/1/
AKHIRNYA, kawan saya Abdul Wahab, mengawali kisah ini dengan menunjukkan kenyataan bahwa pulau Bintan menjadi tempat timang- timangan Melayu klasik sampai modern. Tak puas dia hanya mengatakan bahwa dari sinilah sosok militer tangguh dengan darah sastra melimpah- ruah, seperti tertuang dalam satu wadah. Tak lupa pula tentang tempat penulisan “Hikayat Hang Tuah” yang gemilang, tentu saja asal-usul Hang Tuah, yang serba dalam tarik-menarik dari satu kesan ke kesan lain. Singkat cerita, Bintan umpama sampiran dalam pantun yang brilian.

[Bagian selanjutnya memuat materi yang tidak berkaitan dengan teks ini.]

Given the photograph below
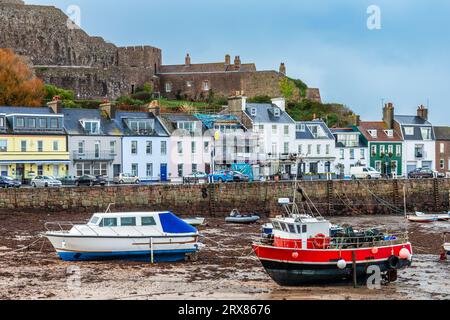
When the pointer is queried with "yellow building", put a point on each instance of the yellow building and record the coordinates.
(32, 142)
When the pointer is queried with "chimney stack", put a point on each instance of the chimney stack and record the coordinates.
(55, 105)
(237, 104)
(237, 62)
(108, 109)
(280, 103)
(283, 68)
(422, 112)
(388, 115)
(227, 60)
(154, 108)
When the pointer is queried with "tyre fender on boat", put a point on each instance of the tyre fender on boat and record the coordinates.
(393, 262)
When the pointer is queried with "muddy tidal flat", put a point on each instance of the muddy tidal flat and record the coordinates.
(226, 269)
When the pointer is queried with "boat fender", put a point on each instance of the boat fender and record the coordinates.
(405, 254)
(319, 241)
(393, 262)
(342, 264)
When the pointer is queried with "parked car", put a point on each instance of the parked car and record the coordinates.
(222, 176)
(8, 182)
(364, 173)
(421, 173)
(240, 177)
(91, 181)
(45, 182)
(196, 177)
(125, 178)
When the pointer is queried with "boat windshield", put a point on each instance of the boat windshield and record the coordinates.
(94, 220)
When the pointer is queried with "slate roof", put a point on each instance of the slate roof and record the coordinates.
(411, 120)
(205, 68)
(73, 126)
(307, 134)
(264, 114)
(380, 126)
(121, 115)
(339, 144)
(26, 110)
(442, 133)
(169, 120)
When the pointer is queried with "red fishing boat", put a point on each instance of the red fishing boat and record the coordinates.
(306, 249)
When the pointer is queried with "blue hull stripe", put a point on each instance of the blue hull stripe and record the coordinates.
(158, 256)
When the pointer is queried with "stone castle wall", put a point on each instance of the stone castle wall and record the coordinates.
(332, 198)
(222, 84)
(69, 57)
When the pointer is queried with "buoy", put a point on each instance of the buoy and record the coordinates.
(342, 264)
(405, 254)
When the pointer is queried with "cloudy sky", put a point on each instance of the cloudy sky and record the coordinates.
(326, 43)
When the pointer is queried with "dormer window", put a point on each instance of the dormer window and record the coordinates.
(373, 133)
(276, 112)
(91, 127)
(409, 131)
(140, 126)
(189, 126)
(426, 133)
(389, 133)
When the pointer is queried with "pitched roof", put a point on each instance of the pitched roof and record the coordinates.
(442, 133)
(170, 120)
(73, 126)
(265, 114)
(308, 135)
(159, 130)
(380, 126)
(411, 120)
(206, 68)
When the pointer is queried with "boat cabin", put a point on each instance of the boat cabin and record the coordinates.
(300, 230)
(162, 222)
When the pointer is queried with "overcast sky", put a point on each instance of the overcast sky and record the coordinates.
(326, 43)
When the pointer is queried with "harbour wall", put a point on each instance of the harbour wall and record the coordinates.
(332, 198)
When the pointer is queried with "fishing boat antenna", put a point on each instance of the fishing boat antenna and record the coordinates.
(108, 210)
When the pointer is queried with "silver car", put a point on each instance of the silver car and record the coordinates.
(125, 178)
(45, 182)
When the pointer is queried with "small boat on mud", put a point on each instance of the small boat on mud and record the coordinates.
(421, 217)
(237, 217)
(195, 222)
(138, 236)
(303, 252)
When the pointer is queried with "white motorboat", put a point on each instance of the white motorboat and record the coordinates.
(148, 236)
(195, 222)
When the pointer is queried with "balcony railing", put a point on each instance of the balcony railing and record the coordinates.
(94, 156)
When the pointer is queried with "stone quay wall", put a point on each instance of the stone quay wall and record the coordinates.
(332, 198)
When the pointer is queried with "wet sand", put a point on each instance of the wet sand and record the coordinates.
(226, 269)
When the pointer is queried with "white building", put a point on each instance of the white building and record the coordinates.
(190, 146)
(419, 140)
(145, 146)
(94, 142)
(351, 151)
(315, 146)
(276, 129)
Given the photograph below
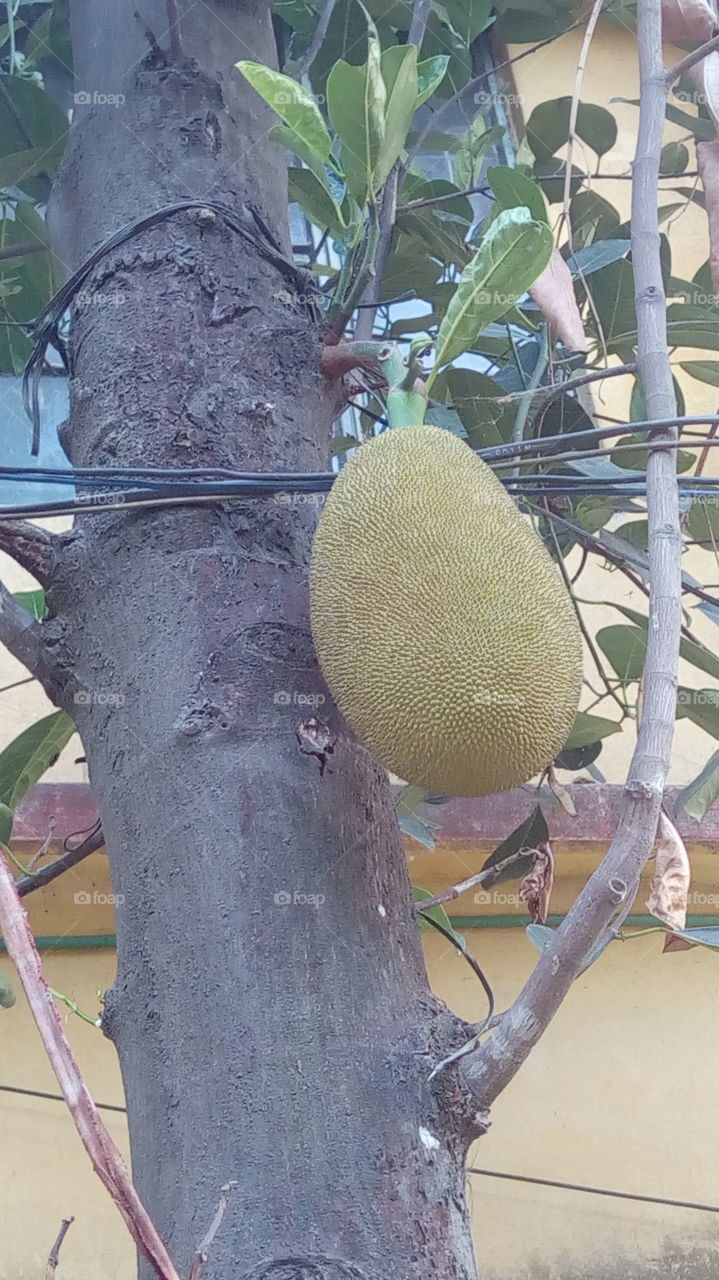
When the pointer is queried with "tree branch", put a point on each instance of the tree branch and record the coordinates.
(26, 885)
(490, 1068)
(686, 64)
(30, 547)
(105, 1157)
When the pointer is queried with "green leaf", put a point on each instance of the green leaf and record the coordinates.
(530, 833)
(7, 995)
(33, 602)
(513, 252)
(430, 74)
(307, 191)
(548, 127)
(704, 370)
(292, 103)
(435, 913)
(7, 819)
(514, 190)
(700, 794)
(357, 105)
(590, 728)
(399, 72)
(626, 650)
(28, 757)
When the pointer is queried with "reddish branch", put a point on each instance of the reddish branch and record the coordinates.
(105, 1157)
(493, 1065)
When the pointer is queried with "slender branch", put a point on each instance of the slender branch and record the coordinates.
(686, 64)
(490, 1068)
(105, 1157)
(489, 873)
(30, 547)
(55, 1251)
(317, 39)
(26, 885)
(202, 1252)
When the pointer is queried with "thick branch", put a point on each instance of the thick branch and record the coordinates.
(30, 547)
(494, 1064)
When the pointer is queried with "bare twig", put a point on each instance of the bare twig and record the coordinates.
(317, 39)
(71, 858)
(202, 1252)
(105, 1157)
(686, 64)
(55, 1251)
(490, 1068)
(489, 873)
(30, 547)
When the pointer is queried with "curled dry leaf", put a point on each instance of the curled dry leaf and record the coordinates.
(687, 21)
(708, 163)
(554, 295)
(535, 888)
(705, 76)
(672, 877)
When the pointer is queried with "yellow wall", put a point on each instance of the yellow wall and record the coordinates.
(619, 1095)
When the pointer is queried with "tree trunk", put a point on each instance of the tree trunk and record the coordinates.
(271, 1011)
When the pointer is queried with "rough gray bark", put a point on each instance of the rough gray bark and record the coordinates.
(285, 1047)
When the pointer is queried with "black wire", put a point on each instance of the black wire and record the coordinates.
(595, 1191)
(55, 1097)
(44, 329)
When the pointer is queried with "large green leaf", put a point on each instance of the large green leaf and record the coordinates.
(514, 190)
(626, 650)
(530, 833)
(292, 103)
(590, 728)
(430, 74)
(357, 106)
(28, 757)
(513, 252)
(700, 794)
(399, 72)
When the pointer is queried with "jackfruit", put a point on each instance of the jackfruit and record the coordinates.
(440, 622)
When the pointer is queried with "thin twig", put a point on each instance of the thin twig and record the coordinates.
(202, 1252)
(686, 64)
(105, 1157)
(55, 1251)
(489, 873)
(317, 40)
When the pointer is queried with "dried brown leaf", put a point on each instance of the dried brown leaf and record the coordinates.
(554, 295)
(535, 888)
(687, 21)
(672, 877)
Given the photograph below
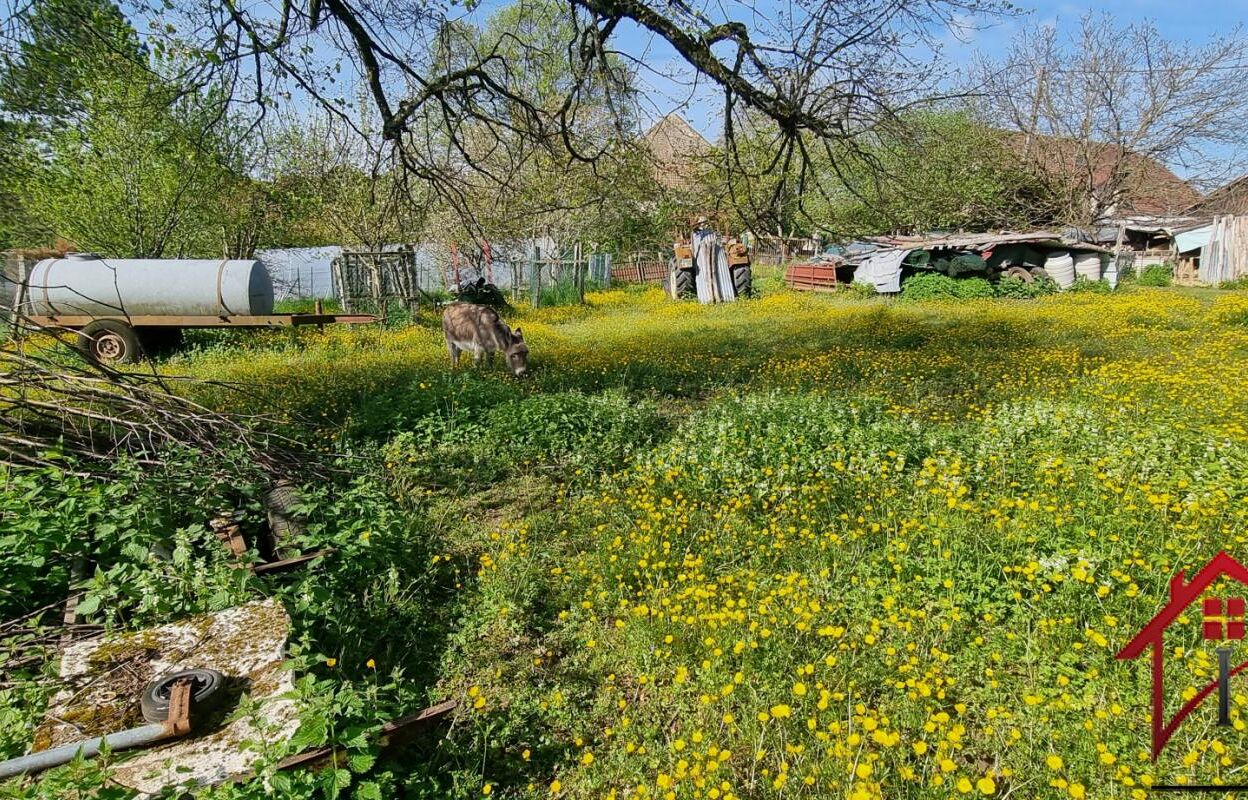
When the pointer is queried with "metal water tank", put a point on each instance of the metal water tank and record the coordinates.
(84, 283)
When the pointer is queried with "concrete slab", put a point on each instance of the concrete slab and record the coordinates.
(104, 678)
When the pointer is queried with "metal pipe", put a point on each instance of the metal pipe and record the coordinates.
(64, 754)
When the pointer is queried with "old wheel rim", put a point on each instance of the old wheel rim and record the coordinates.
(110, 347)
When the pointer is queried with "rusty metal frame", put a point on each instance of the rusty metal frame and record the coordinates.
(202, 321)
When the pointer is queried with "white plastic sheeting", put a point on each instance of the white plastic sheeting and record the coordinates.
(1087, 266)
(1192, 240)
(714, 277)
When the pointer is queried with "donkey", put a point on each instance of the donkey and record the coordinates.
(482, 332)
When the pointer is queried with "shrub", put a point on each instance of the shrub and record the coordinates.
(1016, 288)
(1156, 275)
(935, 286)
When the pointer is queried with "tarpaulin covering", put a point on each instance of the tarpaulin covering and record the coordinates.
(882, 270)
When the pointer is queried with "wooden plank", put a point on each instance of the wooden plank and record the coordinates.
(392, 733)
(288, 563)
(199, 321)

Cobalah, tulis Wahab melalui pesan pendek jasa komunikasi kepada saya, sedikit berkilas balik melalui pertanyaan pasal apa Sang Sapurba dan Demang Lebar Daun, memilih Bintan sebagai perhentian suatu ekspedisi setelah Sriwijaya yang didirikan dari Muara Takus, memudar di Palembang pada abad ke-14. Beberapa kawasan telah mereka lewati untuk memenuhi keinginan Sang Sapurba bergelar Tribuana untuk melihat laut. Cuma waktu itu, Bintan sudah menjadi pusat suatu pemerintahan, dipimpin seorang janda Sukandar Syah, setelah suaminya meninggal dunia. Perempuan ini memiliki seorang anak gadis cantik jelita, hasil perkawinannya dengan sang raja, bernama Wan Seri Bini yang kemudian dinikahkan dengan anak Sang Sapurba, Nila Utama. (Ahmat Adam, “Sulalatu’s-Salatin”, 2016).